Ear :: Viral enzyme to prevent ear infection

Parents might one day give their children a weekly treatment with a nasal spray of virus enzymes to prevent them from getting a severe middle ear infection, based on results of a study done in mice by investigators from St. Jude Children’s Research Hospital and The Rockefeller University, in New York.

Such a treatment would avoid the use of antibiotics, thus eliminating the problem of antibiotic resistance. A report on this study appears in the March issue of the online journal “PLoS Pathogens.”

Middle ear infection, also called acute otitis media, is an inflammation of the middle ear space. About half of all children carry Streptococcus pneumoniae, the bacteria that cause acute otitis media. These bacteria migrate from the nose and throat to the middle ear after an initial influenza virus infection paves the way.

The investigators based their treatment on the ability of viruses called phages to break out of bacteria they infect by using a special enzyme to destroy the cell walls.

The success of the new treatment, which uses a phage enzyme called lysin to kill S. pneumonia, suggests that the strategy could significantly reduce the incidence of acute otitis media in the United States. More than 24 million cases are now diagnosed each year, despite the use of vaccines against S. pneumoniae.

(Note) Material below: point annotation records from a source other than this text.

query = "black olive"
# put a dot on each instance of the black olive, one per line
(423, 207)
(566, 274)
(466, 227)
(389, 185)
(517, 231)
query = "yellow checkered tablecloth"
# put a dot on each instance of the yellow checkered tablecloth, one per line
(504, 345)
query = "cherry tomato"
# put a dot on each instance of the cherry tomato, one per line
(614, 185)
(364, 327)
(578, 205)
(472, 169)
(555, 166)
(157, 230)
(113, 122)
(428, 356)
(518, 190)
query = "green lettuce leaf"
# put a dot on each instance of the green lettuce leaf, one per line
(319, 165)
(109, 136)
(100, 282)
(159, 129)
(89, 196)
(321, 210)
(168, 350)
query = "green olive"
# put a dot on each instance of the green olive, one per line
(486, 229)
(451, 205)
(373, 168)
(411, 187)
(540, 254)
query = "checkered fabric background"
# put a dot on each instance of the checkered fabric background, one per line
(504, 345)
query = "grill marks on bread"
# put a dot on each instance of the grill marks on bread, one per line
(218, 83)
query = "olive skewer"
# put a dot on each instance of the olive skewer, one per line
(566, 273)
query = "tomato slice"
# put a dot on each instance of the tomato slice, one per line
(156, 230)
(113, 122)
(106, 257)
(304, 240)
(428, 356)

“Lysin also appears to hold promise for preventing the secondary pneumonia caused when a person infected with S. pneumoniae is subsequently infected with the influenza virus, said Jonathan McCullers, M.D., associate member in the Infectious Diseases department at St. Jude. McCullers is first author of the “PLoS” paper.

The investigators demonstrated that lysin can eliminate these bacteria from the ear using mice developed at St. Jude that represented the first such model in which acute otitis media develops in a similar way that it develops the disease in children. The mice were treated by purified lysin that was prepared in the laboratory of Vincent A. Fischetti, Ph.D., a professor and co- head of the Laboratory of Bacterial Pathogenesis and Immunology at The Rockefeller University. He was assisted by Jutta M. Loeffler, postdoctoral associate. Fischetti is senior author of the “PLoS” paper.

“The nasal spray may eventually be used weekly during flu season to keep a person free of Streptococcus pneumoniae or after infection with the flu virus,” said Fischetti. “This might truly be a case in which an ounce of prevention would be worth a pound of cure.”